Four-year-old Kun (voiced by Moka Kamishiraishi) is unimpressed when his young parents bring home his new baby sister Mirai. Poor Mum (Kumiko Asou) and Dad (Gen Hoshino) already struggle balancing baby care with their demanding day jobs, but life gets that more stressful when an insecure Kun throws daily tantrums and, worse yet, lashes out at his sister. Then one day while stomping around the back garden Kun unexpectedly stumbles through a magical time portal. It brings Kun face to face with a feisty teenage Mirai (Haru Kuroki) who not only demands her "big" brother behave nicer towards her infant self but also help save their family's future.
Mamoru Hosoda, the groundbreaking anime auteur behind Belle (2021), Summer Wars (2009) and The Girl Who Leapt Through Time (2006), is fascinated with shifting dynamics in contemporary Japanese families. In the case of Mirai a sibling relationship flipped upside down thanks to time travel shenanigans. Many a child goes through the same feelings of anxiety as young Kun. That nagging sense they have been abruptly usurped by a younger, cuter sibling whose infant vulnerabilities exert a stronger grasp of their parents' attention. Kun’s bratty behaviour and inarticulate resentment are portrayed here with a level of psychological acuity and, perhaps more crucially, non-judgemental empathy that distinguish Mirai as an especially insightful, engaging slice-of-life fantasy. The main thrust of the narrative is that Kun's time-displaced encounters with not only teenaged Mirai but his mother as a child and grandfather as a cool young man grant him insights into their feelings. And so allow Kun to find a fresh place within a family dynamic altered by the arrival of his sister.
Those more accustomed to faster paced fantasies may find the setup too slow. Yet its defiantly earthbound domestic drama, tonally different but not far removed from the intro to Pixar's Up (2009), lays crucial groundwork for the film’s primary theme. Kun might be the chief protagonist and Mirai more a catalyst than a character but this is really a story about a family muddling through daily dramas as best as they can. True to form Hosoda observes the shift in domestic life in modern Japan as a hapless stay-at-home dad finds he is out of his depth while mom navigates a complex mix of resentment and guilt. Remarkably for an animated film aimed at family audiences Mirai does not sugar coat tensions between couples raising children nor their tendency to lash out at each other. Even so the story ultimately evolves into a loving portrait of family with poignant musings about the cyclical nature of parenthood and childhood.
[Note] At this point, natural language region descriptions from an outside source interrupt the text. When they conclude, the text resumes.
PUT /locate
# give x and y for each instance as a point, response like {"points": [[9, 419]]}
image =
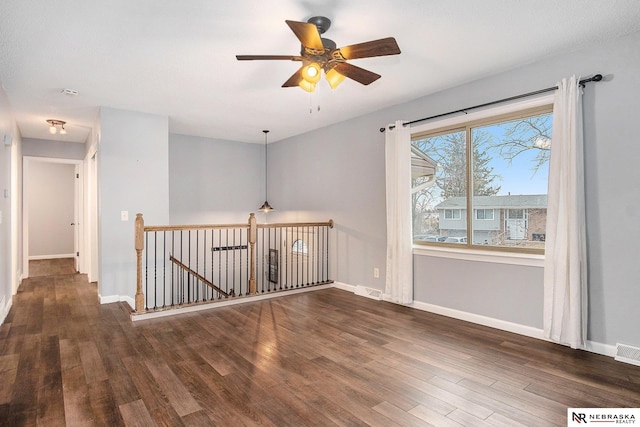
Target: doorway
{"points": [[52, 210]]}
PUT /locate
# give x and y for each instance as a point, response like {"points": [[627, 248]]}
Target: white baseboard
{"points": [[5, 306], [39, 257], [529, 331], [480, 320]]}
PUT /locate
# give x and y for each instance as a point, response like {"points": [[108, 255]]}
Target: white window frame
{"points": [[472, 254], [485, 210], [453, 214]]}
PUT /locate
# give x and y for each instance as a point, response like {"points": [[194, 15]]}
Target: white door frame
{"points": [[78, 209]]}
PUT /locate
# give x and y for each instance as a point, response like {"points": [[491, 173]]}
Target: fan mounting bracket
{"points": [[323, 23]]}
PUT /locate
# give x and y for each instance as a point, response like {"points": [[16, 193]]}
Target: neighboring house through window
{"points": [[484, 177]]}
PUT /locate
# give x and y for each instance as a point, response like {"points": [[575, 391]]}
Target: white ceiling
{"points": [[177, 58]]}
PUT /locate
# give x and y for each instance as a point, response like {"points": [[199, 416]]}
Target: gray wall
{"points": [[53, 149], [133, 168], [338, 171], [214, 181], [50, 203], [10, 204]]}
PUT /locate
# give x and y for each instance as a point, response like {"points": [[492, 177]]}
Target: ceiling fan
{"points": [[318, 53]]}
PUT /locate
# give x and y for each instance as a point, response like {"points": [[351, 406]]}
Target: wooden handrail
{"points": [[252, 237], [193, 227], [196, 274], [297, 224], [225, 226]]}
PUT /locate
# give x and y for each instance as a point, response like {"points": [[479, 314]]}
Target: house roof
{"points": [[518, 201]]}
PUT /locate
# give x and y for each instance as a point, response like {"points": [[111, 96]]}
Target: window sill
{"points": [[529, 260]]}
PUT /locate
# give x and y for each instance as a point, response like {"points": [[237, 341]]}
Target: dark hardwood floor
{"points": [[320, 358]]}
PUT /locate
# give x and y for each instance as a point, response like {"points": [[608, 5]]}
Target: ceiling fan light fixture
{"points": [[311, 73], [266, 207], [334, 78], [305, 85], [53, 126]]}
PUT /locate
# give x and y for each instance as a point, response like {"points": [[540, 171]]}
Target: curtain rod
{"points": [[595, 78]]}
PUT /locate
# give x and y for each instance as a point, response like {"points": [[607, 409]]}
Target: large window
{"points": [[489, 184]]}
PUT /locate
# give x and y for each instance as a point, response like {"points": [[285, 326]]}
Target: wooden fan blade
{"points": [[381, 47], [294, 80], [356, 73], [307, 34], [261, 57]]}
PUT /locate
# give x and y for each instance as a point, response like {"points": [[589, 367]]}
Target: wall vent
{"points": [[368, 292], [628, 354]]}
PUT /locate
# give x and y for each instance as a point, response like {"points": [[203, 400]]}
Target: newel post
{"points": [[139, 249], [253, 234]]}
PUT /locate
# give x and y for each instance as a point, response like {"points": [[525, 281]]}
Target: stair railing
{"points": [[178, 266]]}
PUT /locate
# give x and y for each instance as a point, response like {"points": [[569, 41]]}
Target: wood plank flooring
{"points": [[320, 358]]}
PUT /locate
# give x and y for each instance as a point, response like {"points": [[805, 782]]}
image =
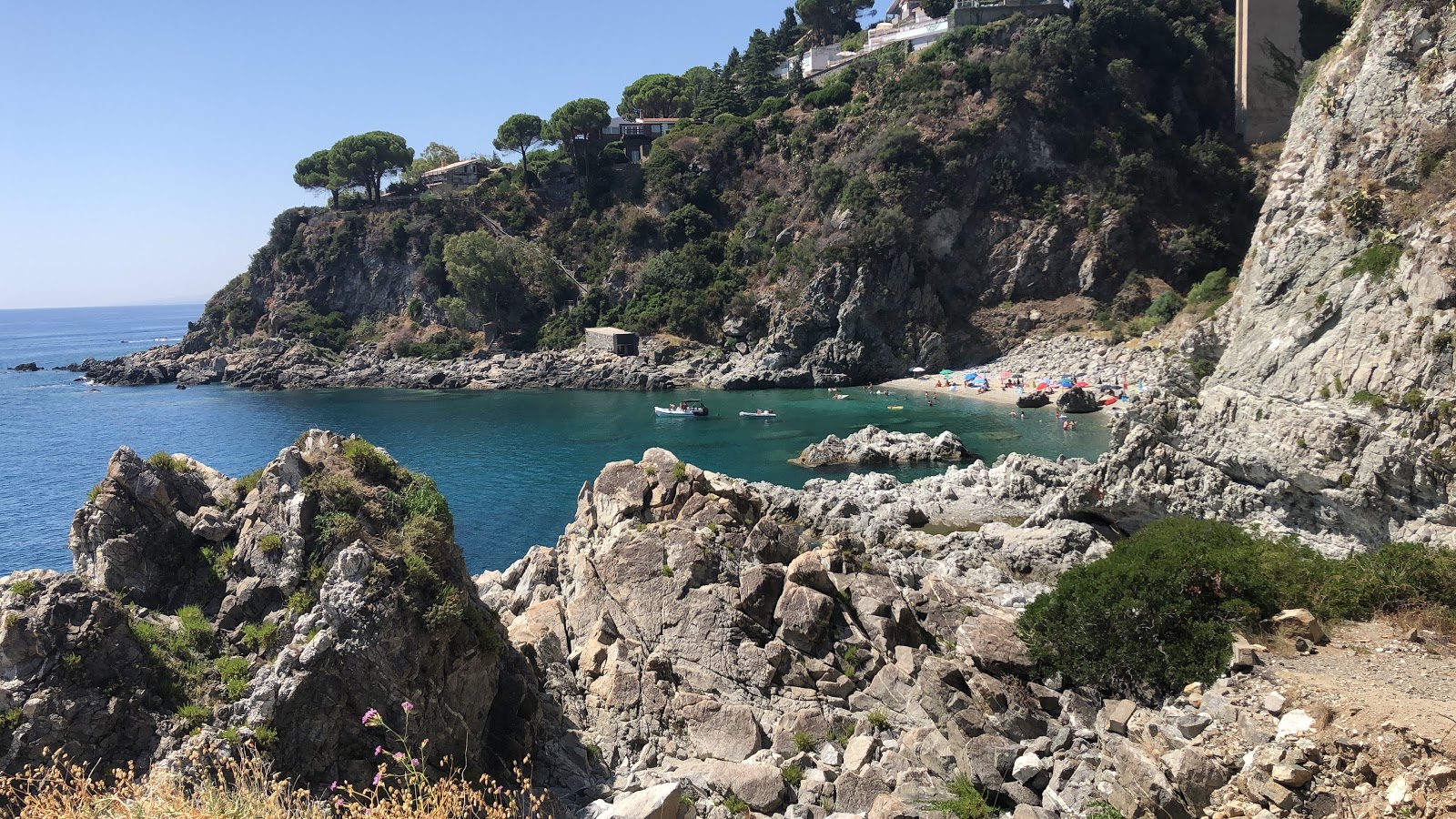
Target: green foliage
{"points": [[521, 133], [1165, 308], [169, 464], [735, 804], [1213, 288], [194, 716], [1159, 611], [1370, 399], [25, 588], [448, 610], [247, 484], [422, 499], [302, 321], [300, 601], [830, 95], [259, 637], [659, 95], [366, 159], [966, 800], [368, 460], [233, 672], [1378, 259]]}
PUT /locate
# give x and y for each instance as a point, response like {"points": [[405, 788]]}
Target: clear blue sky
{"points": [[149, 145]]}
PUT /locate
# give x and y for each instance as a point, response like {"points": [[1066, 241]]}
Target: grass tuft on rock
{"points": [[1161, 610]]}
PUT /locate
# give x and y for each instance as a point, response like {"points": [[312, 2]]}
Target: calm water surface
{"points": [[510, 462]]}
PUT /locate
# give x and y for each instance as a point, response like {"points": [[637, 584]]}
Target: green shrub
{"points": [[247, 484], [1165, 308], [194, 716], [300, 601], [966, 800], [735, 804], [422, 499], [830, 95], [261, 637], [169, 464], [25, 588], [448, 610], [366, 460], [1159, 611], [1370, 399], [1378, 259]]}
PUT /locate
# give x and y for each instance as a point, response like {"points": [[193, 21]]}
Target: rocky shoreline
{"points": [[692, 643]]}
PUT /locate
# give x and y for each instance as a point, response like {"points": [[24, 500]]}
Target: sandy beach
{"points": [[917, 388]]}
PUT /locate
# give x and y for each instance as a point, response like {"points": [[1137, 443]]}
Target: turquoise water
{"points": [[510, 462]]}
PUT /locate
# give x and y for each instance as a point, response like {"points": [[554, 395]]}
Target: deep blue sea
{"points": [[510, 462]]}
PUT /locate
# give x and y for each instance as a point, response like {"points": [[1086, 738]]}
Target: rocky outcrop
{"points": [[206, 611], [875, 448], [298, 365], [1329, 413]]}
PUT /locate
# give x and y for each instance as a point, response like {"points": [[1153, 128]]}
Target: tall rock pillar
{"points": [[1266, 69]]}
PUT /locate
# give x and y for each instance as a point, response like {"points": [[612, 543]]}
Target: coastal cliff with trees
{"points": [[903, 208]]}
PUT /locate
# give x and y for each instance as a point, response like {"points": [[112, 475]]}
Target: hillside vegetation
{"points": [[1085, 155]]}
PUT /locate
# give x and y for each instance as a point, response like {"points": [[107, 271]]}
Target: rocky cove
{"points": [[693, 643]]}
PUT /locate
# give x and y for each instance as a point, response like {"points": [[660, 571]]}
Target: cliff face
{"points": [[283, 606], [895, 215], [1330, 413]]}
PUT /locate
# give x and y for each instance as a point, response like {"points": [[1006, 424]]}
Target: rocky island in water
{"points": [[1244, 610]]}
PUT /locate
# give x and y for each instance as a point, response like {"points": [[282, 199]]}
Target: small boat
{"points": [[689, 409]]}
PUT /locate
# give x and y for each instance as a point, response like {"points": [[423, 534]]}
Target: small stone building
{"points": [[612, 339]]}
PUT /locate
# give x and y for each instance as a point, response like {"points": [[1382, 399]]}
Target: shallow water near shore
{"points": [[510, 462]]}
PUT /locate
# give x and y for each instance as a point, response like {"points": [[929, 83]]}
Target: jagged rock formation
{"points": [[206, 611], [874, 446], [283, 365], [1330, 413]]}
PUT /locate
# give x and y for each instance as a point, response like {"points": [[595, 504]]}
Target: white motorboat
{"points": [[689, 409]]}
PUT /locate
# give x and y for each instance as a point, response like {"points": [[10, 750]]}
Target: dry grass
{"points": [[247, 787]]}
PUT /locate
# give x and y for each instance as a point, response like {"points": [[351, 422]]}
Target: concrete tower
{"points": [[1266, 69]]}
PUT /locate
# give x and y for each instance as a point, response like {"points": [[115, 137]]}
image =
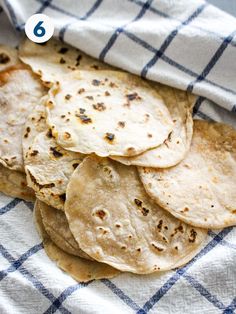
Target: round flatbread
{"points": [[53, 59], [201, 190], [115, 221], [48, 166], [8, 57], [79, 268], [175, 147], [57, 227], [107, 113], [20, 91], [13, 183]]}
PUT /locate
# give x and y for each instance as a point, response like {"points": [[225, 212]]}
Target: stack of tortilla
{"points": [[124, 179]]}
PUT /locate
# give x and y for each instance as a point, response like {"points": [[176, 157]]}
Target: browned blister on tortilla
{"points": [[176, 146], [107, 113], [80, 269], [114, 220]]}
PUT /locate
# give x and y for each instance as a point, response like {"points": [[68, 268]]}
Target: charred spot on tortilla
{"points": [[55, 152], [121, 124], [63, 50], [63, 197], [89, 97], [4, 58], [81, 90], [62, 61], [96, 82], [133, 96], [68, 97], [84, 118], [78, 59], [40, 186], [109, 137], [34, 153]]}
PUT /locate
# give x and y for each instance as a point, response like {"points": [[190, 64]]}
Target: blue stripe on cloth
{"points": [[152, 49], [179, 273], [163, 14], [117, 291], [119, 30], [172, 62], [222, 242], [11, 14], [86, 16], [35, 282], [213, 61], [43, 7], [9, 206], [198, 104], [231, 308], [204, 292], [66, 293], [16, 264], [170, 38]]}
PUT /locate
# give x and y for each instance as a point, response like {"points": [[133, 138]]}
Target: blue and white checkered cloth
{"points": [[184, 43]]}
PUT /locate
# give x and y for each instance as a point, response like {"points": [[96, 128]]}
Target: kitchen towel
{"points": [[188, 44]]}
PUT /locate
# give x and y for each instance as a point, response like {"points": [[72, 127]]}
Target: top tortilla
{"points": [[175, 147], [201, 190], [53, 59], [115, 221], [107, 113], [20, 91]]}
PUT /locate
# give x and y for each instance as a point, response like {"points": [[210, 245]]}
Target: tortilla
{"points": [[115, 222], [53, 59], [176, 146], [8, 57], [57, 227], [48, 166], [201, 190], [13, 183], [107, 113], [79, 268], [20, 91]]}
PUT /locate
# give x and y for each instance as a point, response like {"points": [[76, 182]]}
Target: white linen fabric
{"points": [[188, 44]]}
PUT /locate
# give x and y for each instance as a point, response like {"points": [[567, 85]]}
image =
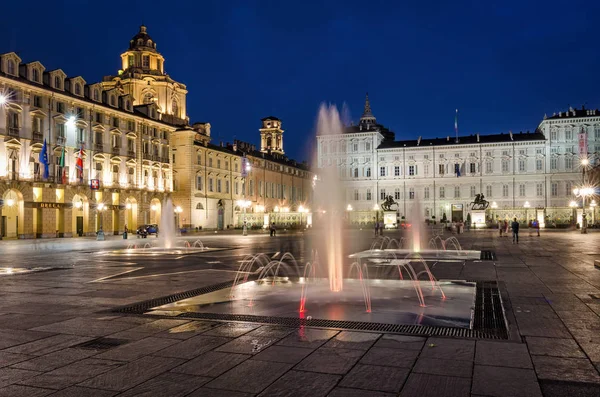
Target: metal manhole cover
{"points": [[102, 344]]}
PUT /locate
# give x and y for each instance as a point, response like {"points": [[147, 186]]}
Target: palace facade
{"points": [[221, 186], [120, 128], [525, 175]]}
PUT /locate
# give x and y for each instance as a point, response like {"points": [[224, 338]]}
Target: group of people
{"points": [[514, 225]]}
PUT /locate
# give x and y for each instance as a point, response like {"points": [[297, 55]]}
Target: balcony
{"points": [[38, 137]]}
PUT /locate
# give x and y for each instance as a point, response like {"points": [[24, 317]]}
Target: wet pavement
{"points": [[59, 336]]}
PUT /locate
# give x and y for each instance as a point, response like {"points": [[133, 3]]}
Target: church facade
{"points": [[523, 175]]}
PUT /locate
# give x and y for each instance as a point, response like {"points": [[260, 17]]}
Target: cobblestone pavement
{"points": [[50, 323]]}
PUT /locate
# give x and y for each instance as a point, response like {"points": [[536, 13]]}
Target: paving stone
{"points": [[8, 375], [449, 349], [188, 330], [438, 366], [7, 359], [167, 384], [274, 332], [193, 347], [302, 384], [10, 338], [48, 345], [283, 354], [134, 350], [401, 342], [250, 376], [86, 327], [572, 389], [346, 392], [390, 356], [425, 385], [566, 369], [211, 364], [503, 381], [231, 330], [374, 377], [502, 354], [77, 391], [554, 347], [24, 391], [247, 344], [353, 340], [54, 360], [330, 360], [132, 374], [308, 337], [72, 374]]}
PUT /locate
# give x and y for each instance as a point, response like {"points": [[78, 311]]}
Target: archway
{"points": [[80, 215], [12, 223], [155, 211], [131, 214]]}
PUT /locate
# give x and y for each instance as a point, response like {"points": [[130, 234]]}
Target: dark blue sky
{"points": [[503, 66]]}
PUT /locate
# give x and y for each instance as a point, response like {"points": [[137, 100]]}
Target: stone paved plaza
{"points": [[550, 288]]}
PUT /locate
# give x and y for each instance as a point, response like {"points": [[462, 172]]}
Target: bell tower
{"points": [[271, 135]]}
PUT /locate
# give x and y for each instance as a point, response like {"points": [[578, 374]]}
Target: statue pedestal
{"points": [[390, 219]]}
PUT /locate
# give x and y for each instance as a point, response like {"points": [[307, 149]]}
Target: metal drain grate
{"points": [[488, 316], [101, 344]]}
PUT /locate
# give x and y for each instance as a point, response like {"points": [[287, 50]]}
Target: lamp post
{"points": [[583, 192]]}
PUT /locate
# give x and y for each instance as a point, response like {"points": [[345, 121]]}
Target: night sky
{"points": [[503, 66]]}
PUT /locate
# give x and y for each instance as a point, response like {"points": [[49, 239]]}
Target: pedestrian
{"points": [[515, 227]]}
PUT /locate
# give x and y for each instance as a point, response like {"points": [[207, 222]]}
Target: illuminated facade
{"points": [[220, 186], [119, 127]]}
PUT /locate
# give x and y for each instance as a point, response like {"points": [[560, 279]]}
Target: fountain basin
{"points": [[392, 302]]}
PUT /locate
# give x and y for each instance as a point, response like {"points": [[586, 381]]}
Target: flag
{"points": [[44, 159], [79, 165]]}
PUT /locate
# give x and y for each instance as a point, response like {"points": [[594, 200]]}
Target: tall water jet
{"points": [[167, 224], [329, 198]]}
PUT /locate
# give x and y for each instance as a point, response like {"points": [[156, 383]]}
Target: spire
{"points": [[367, 112]]}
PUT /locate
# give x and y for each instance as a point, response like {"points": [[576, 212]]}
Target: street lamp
{"points": [[583, 192]]}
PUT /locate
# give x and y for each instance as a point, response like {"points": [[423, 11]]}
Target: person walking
{"points": [[515, 227]]}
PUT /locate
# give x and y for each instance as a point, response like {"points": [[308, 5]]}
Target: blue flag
{"points": [[44, 159]]}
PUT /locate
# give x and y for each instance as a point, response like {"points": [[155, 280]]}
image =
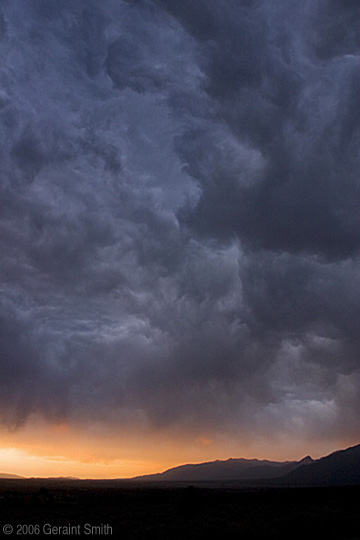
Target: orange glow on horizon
{"points": [[45, 450]]}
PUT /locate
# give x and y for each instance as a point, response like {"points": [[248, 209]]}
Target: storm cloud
{"points": [[179, 213]]}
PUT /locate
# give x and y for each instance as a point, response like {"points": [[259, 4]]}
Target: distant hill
{"points": [[6, 475], [229, 470], [339, 468]]}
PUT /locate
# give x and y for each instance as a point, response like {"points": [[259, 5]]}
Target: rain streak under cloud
{"points": [[179, 215]]}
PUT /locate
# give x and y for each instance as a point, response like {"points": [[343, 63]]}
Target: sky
{"points": [[179, 232]]}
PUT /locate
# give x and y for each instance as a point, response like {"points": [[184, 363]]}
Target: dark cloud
{"points": [[179, 213]]}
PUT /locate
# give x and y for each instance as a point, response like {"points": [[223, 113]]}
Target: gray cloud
{"points": [[179, 212]]}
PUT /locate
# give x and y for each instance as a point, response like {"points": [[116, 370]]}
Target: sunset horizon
{"points": [[179, 233]]}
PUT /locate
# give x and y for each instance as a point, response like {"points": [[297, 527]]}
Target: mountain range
{"points": [[339, 468]]}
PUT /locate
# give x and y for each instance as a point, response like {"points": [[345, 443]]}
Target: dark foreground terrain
{"points": [[88, 509]]}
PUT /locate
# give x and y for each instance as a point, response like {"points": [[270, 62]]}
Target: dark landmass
{"points": [[339, 468], [314, 499], [6, 475], [143, 512]]}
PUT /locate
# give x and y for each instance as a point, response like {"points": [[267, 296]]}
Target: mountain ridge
{"points": [[341, 467]]}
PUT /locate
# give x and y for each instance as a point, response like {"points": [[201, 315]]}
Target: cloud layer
{"points": [[179, 223]]}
Admittedly the episodic narrative could almost be a series of YouTube shorts but be patient. The story eventually coalesces into an astonishing fantastical third act that transforms Kun's childhood anxieties and identity crisis into a full blown existential nightmare. This in turn segues into a mind-blowing and genuinely moving cosmic odyssey through Kun and Mirai's family’s entire lifespan. Akin to, believe it or not, a more upbeat, family friendly anime version of Gaspar Noe's similarly metaphysical Enter the Void (2009). I'm not joking. Incidentally Tatsuro Yamashita's jaunty opening and closing themes are seriously infectious J-pop bops.